Does Grant talk about the speciffic Seed Bland that he's using on that large field? Id like to try to mimic that.
My presentation is on this channel and I used the Summer Release blend and Fall Release blend from GreenCoverFoodPlots.com
I’ve got a disk but I can’t afford a no till drill. What’s another way to seed without one?
Conner - The seed needs to make good contact with the soil. One technique is to use prescribed fire to remove the duff so seeds can reach the soil and broadcast seed just before a rain.
Some Of us are in between hand planting and grain drills. We have a tractor, Bushhog, spreader, and a box blade. How can we implement your methods with our existing equipment? I don’t want to buy a green trail and a giant crimper.
Alan - There are lots of ways to spread seed, but any system that disturbs the soil (box blade, etc.) won't produce as good of results as this system. Few bushhogs spread the duff evenly. The heavy clumps can choke out the new seedlings and. the bare spots will likely produce weeds. I'm simply sharing techniques that work and realize not everyone will implement them. By the way, many NRCS offices rent no-till drills for very inexpensive rates.
I’m Looking for alternatives to the roller crimper.
Is frost seeding a good thing for clover?
It can be a good technique! If there's a lot of competition already established then the existing plants will most likely outcompete the new clover.
Grant can you please help get a no till drill that is affordable for the common man?
Cooter - Whew. Metal prices, shipping, etc., determine tractor, drill, etc., prices. Most NRCS offices rent no-till drills for great rates!
@@GrowingDeerTV yes im just not close to one
Out of curiosity, would these same techniques be suitable for farming? Particularly not using insecticide? This method seems great for wildlife, just curious if it would translate to farming in general. Every farm I see is like the picture you showed where the soil is bare at some point.

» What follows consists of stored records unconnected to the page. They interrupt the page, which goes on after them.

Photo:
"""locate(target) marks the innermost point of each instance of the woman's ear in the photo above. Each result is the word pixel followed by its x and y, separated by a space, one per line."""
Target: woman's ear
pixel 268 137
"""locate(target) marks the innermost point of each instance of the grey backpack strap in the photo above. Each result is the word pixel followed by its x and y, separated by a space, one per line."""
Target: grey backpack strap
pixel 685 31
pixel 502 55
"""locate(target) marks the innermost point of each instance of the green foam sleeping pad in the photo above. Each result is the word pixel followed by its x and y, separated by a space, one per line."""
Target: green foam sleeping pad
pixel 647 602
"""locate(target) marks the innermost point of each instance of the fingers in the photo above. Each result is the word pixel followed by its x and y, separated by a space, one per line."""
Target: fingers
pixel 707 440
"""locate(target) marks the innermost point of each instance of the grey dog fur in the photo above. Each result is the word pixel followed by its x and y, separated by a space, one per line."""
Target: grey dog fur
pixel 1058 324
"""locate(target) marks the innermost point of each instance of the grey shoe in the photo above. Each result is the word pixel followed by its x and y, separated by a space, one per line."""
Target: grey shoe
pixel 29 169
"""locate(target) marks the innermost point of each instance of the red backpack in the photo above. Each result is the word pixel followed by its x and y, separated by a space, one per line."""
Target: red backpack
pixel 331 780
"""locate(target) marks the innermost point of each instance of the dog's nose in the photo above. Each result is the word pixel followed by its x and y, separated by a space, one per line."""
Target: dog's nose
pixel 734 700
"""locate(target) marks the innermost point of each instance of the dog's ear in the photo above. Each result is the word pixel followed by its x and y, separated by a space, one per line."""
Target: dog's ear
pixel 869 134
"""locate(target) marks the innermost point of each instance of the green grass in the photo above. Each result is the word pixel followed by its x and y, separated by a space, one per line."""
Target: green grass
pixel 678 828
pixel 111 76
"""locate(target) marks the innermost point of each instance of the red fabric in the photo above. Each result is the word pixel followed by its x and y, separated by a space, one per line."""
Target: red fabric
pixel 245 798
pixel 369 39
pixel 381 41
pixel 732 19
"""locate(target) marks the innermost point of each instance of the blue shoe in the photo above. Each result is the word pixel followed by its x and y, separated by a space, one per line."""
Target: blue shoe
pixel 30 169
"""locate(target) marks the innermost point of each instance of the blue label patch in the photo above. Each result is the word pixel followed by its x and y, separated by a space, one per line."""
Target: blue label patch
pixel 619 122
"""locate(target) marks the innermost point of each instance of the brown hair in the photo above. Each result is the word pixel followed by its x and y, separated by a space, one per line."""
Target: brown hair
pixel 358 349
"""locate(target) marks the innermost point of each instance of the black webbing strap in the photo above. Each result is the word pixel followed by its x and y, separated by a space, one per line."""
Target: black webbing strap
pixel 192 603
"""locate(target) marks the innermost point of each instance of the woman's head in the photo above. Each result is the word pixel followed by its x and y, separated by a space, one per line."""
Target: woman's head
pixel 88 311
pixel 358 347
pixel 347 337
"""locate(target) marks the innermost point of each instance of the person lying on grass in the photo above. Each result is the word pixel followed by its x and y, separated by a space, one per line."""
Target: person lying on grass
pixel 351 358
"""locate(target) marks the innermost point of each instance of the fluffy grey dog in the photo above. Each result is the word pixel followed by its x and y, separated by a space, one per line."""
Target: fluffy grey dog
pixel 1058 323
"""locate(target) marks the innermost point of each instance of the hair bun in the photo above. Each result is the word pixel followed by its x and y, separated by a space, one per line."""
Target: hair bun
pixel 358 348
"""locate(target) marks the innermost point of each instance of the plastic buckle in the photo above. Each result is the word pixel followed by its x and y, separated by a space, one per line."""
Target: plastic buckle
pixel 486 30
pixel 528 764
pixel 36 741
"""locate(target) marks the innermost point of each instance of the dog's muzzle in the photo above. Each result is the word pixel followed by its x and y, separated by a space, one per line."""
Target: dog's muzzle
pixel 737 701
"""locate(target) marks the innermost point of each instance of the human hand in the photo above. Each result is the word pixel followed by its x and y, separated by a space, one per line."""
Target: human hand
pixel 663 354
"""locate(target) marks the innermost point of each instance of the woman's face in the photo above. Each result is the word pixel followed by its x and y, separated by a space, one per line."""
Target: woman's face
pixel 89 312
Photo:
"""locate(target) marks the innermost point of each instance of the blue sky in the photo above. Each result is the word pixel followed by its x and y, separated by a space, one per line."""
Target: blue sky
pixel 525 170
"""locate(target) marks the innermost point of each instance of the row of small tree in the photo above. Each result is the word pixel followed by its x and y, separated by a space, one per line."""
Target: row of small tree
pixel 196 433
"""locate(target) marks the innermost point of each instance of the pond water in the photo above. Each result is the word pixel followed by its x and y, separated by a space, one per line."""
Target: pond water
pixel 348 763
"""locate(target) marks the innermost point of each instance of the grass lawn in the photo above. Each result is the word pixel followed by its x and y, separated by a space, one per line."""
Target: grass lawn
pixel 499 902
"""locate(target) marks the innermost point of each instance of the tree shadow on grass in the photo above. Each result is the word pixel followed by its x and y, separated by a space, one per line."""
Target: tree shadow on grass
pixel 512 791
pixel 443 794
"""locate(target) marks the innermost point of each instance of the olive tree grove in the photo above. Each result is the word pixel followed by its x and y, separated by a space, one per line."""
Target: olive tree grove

Yes, absolutely! Fortunately there are some farmers in every state that use such techniques and this practice is called Regenerative ag. You can learn much more about it at GreenCover.com and checkout their blogs or search on Regenerative ag.
@@GrowingDeerTV thanks! I grew up in Alabama planting food plots in the fall the traditional way of bushog, plow/disc, seed/fertilizer. It was all I knew and the only equipment I had. I never planted anything in the spring because I didn't have a way to control weeds and had no knowledge on herbicide. I'd love to learn more about planting this way and hopefully invest in a no till drill. This may be a stupid question, would a bushog work in place of a crimper?
This is Dr. Seabury explaining research with Huntr podcast
Who is Dr. Seabury?
What do you use to kill trees you want to get rid of?
David - It depends on the tree species. A mix of 50% Garlon 3A, 40% water, and 10% Arsenal AC controls many hardwood species.
instead of a crimper, how would a cultipacker work instead? Mine is 7 feet wide and heavy
Cultipackers are designed to press seed in contact with bare soil. Crimpers have a blade or fin every 8" or so and are designed to crush a plant's circulatory system. A cultipackers usually won't terminate vegetation in the dough seed stage like crimpers do and a crimper won't insure seed is in contact with barre soil.
@@GrowingDeerTV Thanks, I can try my chopper which I use for chopping brush, the blades are about 12" apart, so that may work, it's basically a crimper but larger in scale
Heard you say you schooled at a Georgia. Go Dawgs
I did - 88 to 90.
@@GrowingDeerTV I was there 88-92. We may have been on the same bus. E/W N/S or Orbit. 👍🤣
Why don't you use the before and after photo un the same season? Bit of a misleading comparison
This was about improving soil over time.
@GrowingDeerTV I get that but you can't use two different seasons as a comparison for improving soil health
You teach people to use contrast photos for the thumbnail? Kinda weasely...🧐
Really? You don't like seeing before and after?